The Secret of Contentment Philippians 4:10-13
“I rejoice greatly in the Lord that at last you have renewed your concern for me. Indeed, you have been concerned, but you had no opportunity to show it. I am not saying this because I am in need, for I have learned to be content whatever the circumstances. 12 I know what it is to be in need, and I know what it is to have plenty. I have learned the secret of being content in any and every situation, whether well fed or hungry, whether living in plenty or in want. 13 I can do everything through him who gives me strength.”
There are some who mistakenly think that the apostle supported himself entirely in his ministry by making tents. We do know that on occasion that was true, but not always. On many occasions he received help from the other churches that God had started through Paul’s ministry. As I said a moment ago, God’s work is to be furthered and funded by God’s people. Here is one instance of just such a church that had helped him along the way, the church at Philippi.
There are three things about his statement I would like especially to look at this morning.

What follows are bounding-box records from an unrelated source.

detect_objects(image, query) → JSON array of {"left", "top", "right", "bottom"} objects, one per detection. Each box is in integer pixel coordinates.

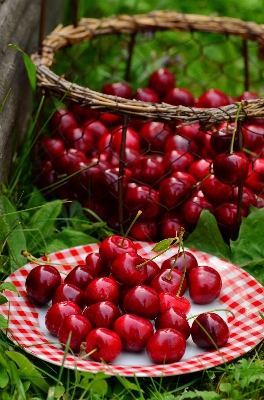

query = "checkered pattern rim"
[{"left": 0, "top": 242, "right": 264, "bottom": 377}]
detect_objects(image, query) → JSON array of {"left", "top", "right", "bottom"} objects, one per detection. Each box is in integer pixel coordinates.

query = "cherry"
[
  {"left": 85, "top": 251, "right": 110, "bottom": 276},
  {"left": 84, "top": 277, "right": 119, "bottom": 306},
  {"left": 45, "top": 300, "right": 82, "bottom": 336},
  {"left": 164, "top": 88, "right": 194, "bottom": 107},
  {"left": 83, "top": 301, "right": 121, "bottom": 329},
  {"left": 52, "top": 283, "right": 85, "bottom": 309},
  {"left": 191, "top": 312, "right": 229, "bottom": 349},
  {"left": 131, "top": 155, "right": 165, "bottom": 186},
  {"left": 195, "top": 89, "right": 229, "bottom": 108},
  {"left": 148, "top": 68, "right": 175, "bottom": 99},
  {"left": 102, "top": 82, "right": 132, "bottom": 99},
  {"left": 159, "top": 292, "right": 191, "bottom": 315},
  {"left": 25, "top": 265, "right": 61, "bottom": 304},
  {"left": 50, "top": 109, "right": 78, "bottom": 138},
  {"left": 151, "top": 268, "right": 187, "bottom": 296},
  {"left": 129, "top": 220, "right": 158, "bottom": 242},
  {"left": 213, "top": 152, "right": 249, "bottom": 186},
  {"left": 155, "top": 307, "right": 191, "bottom": 340},
  {"left": 135, "top": 88, "right": 160, "bottom": 103},
  {"left": 57, "top": 314, "right": 92, "bottom": 353},
  {"left": 123, "top": 285, "right": 160, "bottom": 319},
  {"left": 124, "top": 183, "right": 161, "bottom": 220},
  {"left": 161, "top": 251, "right": 198, "bottom": 277},
  {"left": 85, "top": 328, "right": 122, "bottom": 363},
  {"left": 200, "top": 174, "right": 232, "bottom": 204},
  {"left": 99, "top": 235, "right": 137, "bottom": 264},
  {"left": 64, "top": 265, "right": 97, "bottom": 290},
  {"left": 114, "top": 314, "right": 154, "bottom": 352},
  {"left": 188, "top": 265, "right": 222, "bottom": 304},
  {"left": 159, "top": 176, "right": 190, "bottom": 209},
  {"left": 146, "top": 328, "right": 186, "bottom": 364},
  {"left": 139, "top": 121, "right": 172, "bottom": 152},
  {"left": 111, "top": 252, "right": 147, "bottom": 286}
]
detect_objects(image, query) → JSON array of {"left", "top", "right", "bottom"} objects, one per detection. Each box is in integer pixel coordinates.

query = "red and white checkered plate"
[{"left": 0, "top": 242, "right": 264, "bottom": 377}]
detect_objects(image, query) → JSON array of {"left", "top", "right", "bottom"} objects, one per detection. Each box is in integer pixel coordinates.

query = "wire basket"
[{"left": 32, "top": 11, "right": 264, "bottom": 241}]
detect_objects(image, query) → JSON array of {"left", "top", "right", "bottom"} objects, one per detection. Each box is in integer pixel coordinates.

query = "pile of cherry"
[
  {"left": 25, "top": 235, "right": 229, "bottom": 364},
  {"left": 33, "top": 68, "right": 264, "bottom": 242}
]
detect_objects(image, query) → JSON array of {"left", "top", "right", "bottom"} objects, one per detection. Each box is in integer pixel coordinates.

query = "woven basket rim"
[{"left": 31, "top": 10, "right": 264, "bottom": 125}]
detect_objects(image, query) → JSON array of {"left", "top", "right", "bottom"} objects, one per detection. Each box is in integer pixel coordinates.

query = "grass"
[{"left": 0, "top": 0, "right": 264, "bottom": 400}]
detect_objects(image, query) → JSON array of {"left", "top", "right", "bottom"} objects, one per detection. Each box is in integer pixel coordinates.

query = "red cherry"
[
  {"left": 146, "top": 328, "right": 186, "bottom": 365},
  {"left": 188, "top": 265, "right": 222, "bottom": 304},
  {"left": 83, "top": 301, "right": 121, "bottom": 329},
  {"left": 85, "top": 328, "right": 122, "bottom": 363},
  {"left": 191, "top": 312, "right": 229, "bottom": 350},
  {"left": 151, "top": 269, "right": 187, "bottom": 296},
  {"left": 64, "top": 265, "right": 97, "bottom": 290},
  {"left": 123, "top": 285, "right": 160, "bottom": 319},
  {"left": 213, "top": 152, "right": 249, "bottom": 186},
  {"left": 148, "top": 68, "right": 175, "bottom": 99},
  {"left": 155, "top": 307, "right": 191, "bottom": 340},
  {"left": 57, "top": 315, "right": 92, "bottom": 353},
  {"left": 52, "top": 283, "right": 85, "bottom": 309},
  {"left": 84, "top": 276, "right": 119, "bottom": 306},
  {"left": 114, "top": 314, "right": 154, "bottom": 352},
  {"left": 111, "top": 252, "right": 147, "bottom": 286},
  {"left": 195, "top": 89, "right": 229, "bottom": 108},
  {"left": 45, "top": 301, "right": 82, "bottom": 336},
  {"left": 164, "top": 88, "right": 194, "bottom": 107},
  {"left": 102, "top": 82, "right": 132, "bottom": 99},
  {"left": 25, "top": 265, "right": 61, "bottom": 304}
]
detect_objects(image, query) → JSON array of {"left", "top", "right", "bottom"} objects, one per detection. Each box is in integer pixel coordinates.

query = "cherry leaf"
[{"left": 152, "top": 238, "right": 175, "bottom": 253}]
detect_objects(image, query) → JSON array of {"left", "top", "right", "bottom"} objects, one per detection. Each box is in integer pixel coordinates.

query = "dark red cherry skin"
[
  {"left": 99, "top": 235, "right": 137, "bottom": 264},
  {"left": 57, "top": 315, "right": 92, "bottom": 353},
  {"left": 146, "top": 328, "right": 186, "bottom": 365},
  {"left": 64, "top": 265, "right": 97, "bottom": 290},
  {"left": 111, "top": 252, "right": 147, "bottom": 287},
  {"left": 84, "top": 277, "right": 119, "bottom": 306},
  {"left": 213, "top": 152, "right": 249, "bottom": 186},
  {"left": 25, "top": 265, "right": 61, "bottom": 304},
  {"left": 151, "top": 269, "right": 187, "bottom": 296},
  {"left": 102, "top": 82, "right": 132, "bottom": 99},
  {"left": 52, "top": 283, "right": 85, "bottom": 309},
  {"left": 83, "top": 301, "right": 121, "bottom": 329},
  {"left": 164, "top": 88, "right": 194, "bottom": 107},
  {"left": 123, "top": 285, "right": 160, "bottom": 319},
  {"left": 45, "top": 301, "right": 82, "bottom": 336},
  {"left": 114, "top": 314, "right": 154, "bottom": 352},
  {"left": 191, "top": 312, "right": 230, "bottom": 350},
  {"left": 155, "top": 307, "right": 191, "bottom": 340},
  {"left": 188, "top": 265, "right": 222, "bottom": 304},
  {"left": 161, "top": 251, "right": 198, "bottom": 276},
  {"left": 159, "top": 292, "right": 191, "bottom": 315},
  {"left": 85, "top": 328, "right": 122, "bottom": 363},
  {"left": 148, "top": 68, "right": 175, "bottom": 99},
  {"left": 200, "top": 174, "right": 232, "bottom": 204}
]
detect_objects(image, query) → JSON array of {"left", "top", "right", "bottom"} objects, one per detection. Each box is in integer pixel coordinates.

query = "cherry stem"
[
  {"left": 120, "top": 210, "right": 142, "bottom": 247},
  {"left": 186, "top": 308, "right": 235, "bottom": 321},
  {"left": 230, "top": 103, "right": 242, "bottom": 154}
]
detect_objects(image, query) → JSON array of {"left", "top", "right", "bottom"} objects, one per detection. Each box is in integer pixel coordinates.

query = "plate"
[{"left": 0, "top": 242, "right": 264, "bottom": 377}]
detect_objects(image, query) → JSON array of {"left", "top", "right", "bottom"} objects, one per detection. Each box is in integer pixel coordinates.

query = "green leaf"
[
  {"left": 184, "top": 210, "right": 231, "bottom": 261},
  {"left": 9, "top": 44, "right": 37, "bottom": 93},
  {"left": 151, "top": 238, "right": 175, "bottom": 253},
  {"left": 90, "top": 379, "right": 108, "bottom": 396},
  {"left": 230, "top": 207, "right": 264, "bottom": 267},
  {"left": 0, "top": 365, "right": 9, "bottom": 389},
  {"left": 43, "top": 227, "right": 98, "bottom": 254},
  {"left": 0, "top": 196, "right": 26, "bottom": 270},
  {"left": 6, "top": 351, "right": 49, "bottom": 393},
  {"left": 27, "top": 200, "right": 63, "bottom": 252}
]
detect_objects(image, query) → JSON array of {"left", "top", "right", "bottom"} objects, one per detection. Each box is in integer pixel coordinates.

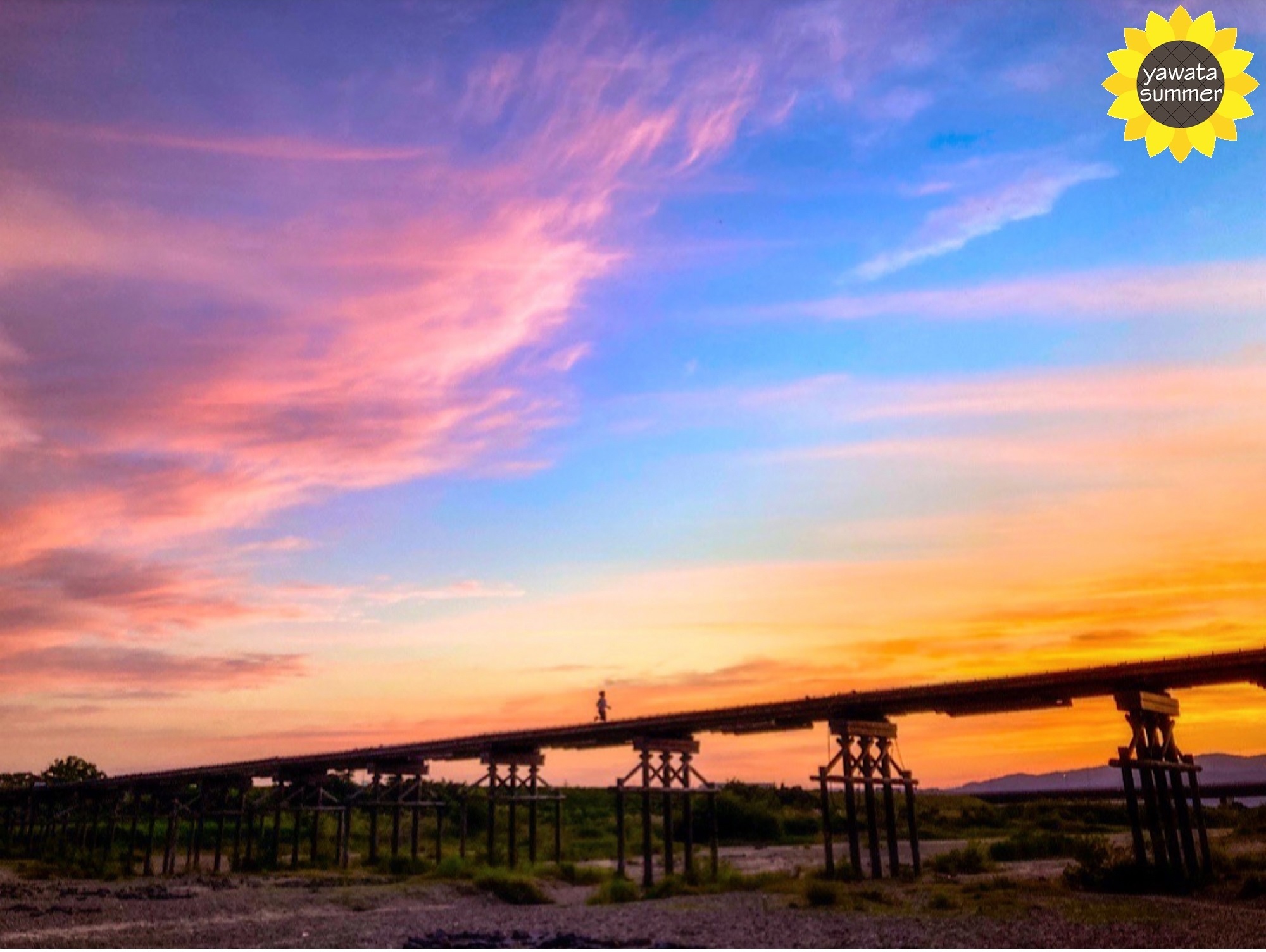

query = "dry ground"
[{"left": 0, "top": 849, "right": 1266, "bottom": 948}]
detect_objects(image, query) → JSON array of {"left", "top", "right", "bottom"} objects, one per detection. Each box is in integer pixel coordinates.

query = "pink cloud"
[
  {"left": 0, "top": 0, "right": 942, "bottom": 719},
  {"left": 11, "top": 123, "right": 437, "bottom": 162},
  {"left": 0, "top": 642, "right": 304, "bottom": 692},
  {"left": 795, "top": 258, "right": 1266, "bottom": 320}
]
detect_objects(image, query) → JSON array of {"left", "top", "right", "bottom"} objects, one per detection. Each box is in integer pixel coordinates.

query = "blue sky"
[{"left": 0, "top": 3, "right": 1266, "bottom": 779}]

Contentment is a learned attitude. We are not born content. Our natural spirit is to strive to get more, keep looking for something new to titillate our senses and satisfy, at least temporarily, our desires. We are always striving for something. Paul had not always known what it meant to be content. He had been reared in the lap of luxury, and had never known want as a young man. 1 I think what the apostle is saying to us here is that he had learned the source of real contentment and what it really meant to be content.
Contentment is defined as, “a state of feeling or showing satisfaction with one’s possessions, status, or situation (Dictionary.com). It’s interesting: The word “content” in the text actually means to be independent from circumstances.